Written By:
Anthony R0bins - Date published:
7:56 am, October 17th, 2017 - 12 comments
Categories: election 2017, humour -
Tags: coalition talks, election 2017, waiting for winston
Beckett’s classic Waiting for Godot by the city’s oldest company, the Wellington Political Theatre, is a triumph.
WPT stalwart Bill English delivers a solid, if unimaginative performance as Estragon. His brooding presence is the very embodiment of a sense of inevitable doom as he wrestles listlessly with his gumboots. Newcomer Jacinda Ardern is a revelation as Vladimir. Her deft touch creates an instant rapport with the audience, drawing us in to the hopeless wait for the titular Godot and imbuing it with a sense of universal significance. Their burden becomes our burden, as we all wait for forces beyond our control to determine our fate.
Perhaps the true genius of this production is the bold decision to re-imagine the supporting roles of Lucky and Pozzo and cast them as ensembles representing character archetypes of The Voter and The Press. This allows the director to explore the inner conflicts of The Voter and the sense of reason divided against itself becomes the thematic engine that drives the play’s narrative arc. In a very real sense only some of us can ever be Lucky at the conclusion of this drama.
True to Beckett’s austere vision the staging of this masterpiece is stark. The essential tree is supplemented only by a battered beehive languishing forlornly beneath its dead branches. The significance of this symbolic void becomes both a metaphor for our essential powerlessness and one of the play’s most tragic and enduring images – empty, pensive, hopelessly waiting…
Renaming the play, “Waiting for God-knows-what” was a master-stroke!
Who’s the director again?
I understand that stage directions have been altered, e.g. “Exit stage left pursued by Press”.
A brilliant modern adaptation to the former sword-fighting scene is one touted as performed by tweets which appear simultaneously on stage and screen.
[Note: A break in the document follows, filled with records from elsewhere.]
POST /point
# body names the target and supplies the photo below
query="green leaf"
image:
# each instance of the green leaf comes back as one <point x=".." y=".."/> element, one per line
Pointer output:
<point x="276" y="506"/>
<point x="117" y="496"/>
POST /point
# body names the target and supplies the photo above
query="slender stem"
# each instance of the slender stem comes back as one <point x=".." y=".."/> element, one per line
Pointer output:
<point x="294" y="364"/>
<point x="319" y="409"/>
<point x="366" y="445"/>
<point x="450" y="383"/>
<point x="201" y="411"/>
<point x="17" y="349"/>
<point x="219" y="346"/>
The ending is to be given extra poignancy by the playing of Lorde’s “Help Us”.
A not to be missed production. It is scheduled already for a re-run in 2020.
Giving serious consideration to the country’s future takes longer than a day or two?
It’s political correctness gone mad!
This month, the Dutch coalition negotiations were completed on October 9th.
The election was 15th March.
They seem pretty relaxed about it.
And Anthony Robins, congrats on a very clever piece of writing. Absolutely in the style!
Cheers mac1, it was fun to write something a bit different for a change.
I laughed, I cried…
(I mainly cried)
congrats from me too…loved it…missed your vocation?
“Woe, wail, Grizzle!” cry the Press. “Oh why must we create words for Estragon since his words are scarce. In times past we reported the news. Now we must fill the void with garbage. Woe, woe, woe.”
Top work Anthony.
Very good Rob – enjoyed this a lot.
Thanks Rob – brilliant and a good release from the uncertainty, tension and frayed nerves many are experiencing.